To borrow from Virgil, timeo Sinae et dona ferentes. I fear China bearing gifts.
There’s a lesson in Spain’s discovery that at least 9,000 coronavirus test kits it bought from China as part of a deal worth several hundred million dollars are defective. Testing kits are desperately needed in Spain, which has the second-highest death rate in Europe. More than 4,000 Spaniards have perished from the coronavirus thus far. Unfortunately, these test kits had just a 30% accuracy rate when 80% is the minimum expected standard.
China is predictably playing down its culpability here. The Chinese embassy in Madrid is claiming that Spain’s health ministry is to blame for buying goods from an unapproved vendor. But the excuse doesn’t add up.
Because it’s not just Spain, and it’s not just one Chinese vendor.
Note the comments from Germany’s health minister on Wednesday: “I get every hundreds of emails every day with people saying, ‘Buy a million quick tests from China.’ Our institutes are testing these and looking at them, and they are not sensitive and specific enough. It does not help us if we have quick tests that deliver large numbers of false positive or false negatives. As soon as we have a quick test that is good, we will start using it.”
As I say, there’s a lesson here.
It’s the same lesson we should have learned back in 2011, and certainly by 2018, when China was found to be exporting children’s toys that were laced with toxins and heavy metals. Or in 2012, when Kenyans received a 2012 bridge collapse, and Cambodians saw an apartment building collapse in 2019.

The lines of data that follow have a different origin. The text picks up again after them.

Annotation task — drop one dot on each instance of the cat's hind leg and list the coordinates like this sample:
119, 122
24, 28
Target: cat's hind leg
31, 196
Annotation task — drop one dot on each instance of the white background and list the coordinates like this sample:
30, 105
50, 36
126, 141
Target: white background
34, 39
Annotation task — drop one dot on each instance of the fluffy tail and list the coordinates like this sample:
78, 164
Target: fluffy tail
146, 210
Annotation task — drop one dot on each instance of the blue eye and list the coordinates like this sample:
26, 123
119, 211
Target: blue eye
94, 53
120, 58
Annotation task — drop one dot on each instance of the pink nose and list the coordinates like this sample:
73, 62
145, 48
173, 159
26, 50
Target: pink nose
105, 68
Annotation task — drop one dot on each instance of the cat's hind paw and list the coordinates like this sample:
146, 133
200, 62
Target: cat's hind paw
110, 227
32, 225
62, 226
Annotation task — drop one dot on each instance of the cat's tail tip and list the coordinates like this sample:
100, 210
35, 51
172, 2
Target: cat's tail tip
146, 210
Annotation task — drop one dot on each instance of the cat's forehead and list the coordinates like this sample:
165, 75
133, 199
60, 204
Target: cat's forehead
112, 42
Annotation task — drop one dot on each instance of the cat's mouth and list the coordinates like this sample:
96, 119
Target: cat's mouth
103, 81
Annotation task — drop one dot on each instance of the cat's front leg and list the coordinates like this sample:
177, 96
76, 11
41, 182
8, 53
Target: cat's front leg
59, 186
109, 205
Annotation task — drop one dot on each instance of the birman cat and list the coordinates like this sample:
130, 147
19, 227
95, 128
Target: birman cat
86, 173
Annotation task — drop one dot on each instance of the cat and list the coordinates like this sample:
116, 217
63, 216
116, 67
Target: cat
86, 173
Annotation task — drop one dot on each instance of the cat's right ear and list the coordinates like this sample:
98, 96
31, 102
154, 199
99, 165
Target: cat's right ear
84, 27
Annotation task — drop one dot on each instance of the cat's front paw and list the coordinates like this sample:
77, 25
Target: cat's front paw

Namely, the lesson is that China’s quality and regulatory standards are nowhere close to those in the Western world. Moreover, they are specifically designed not to be of high standard. After all, higher standards require higher quality workmanship and input costs. And what communist China really wants is to dominate the global economy by undercutting all its external competitors. If that involves cutting standards and risking lives, no problem.
Top line: We need to stop buying into Beijing’s claim that it seeks a mutually beneficially global order. It doesn’t. It seeks only to maximize its own interests at our expense.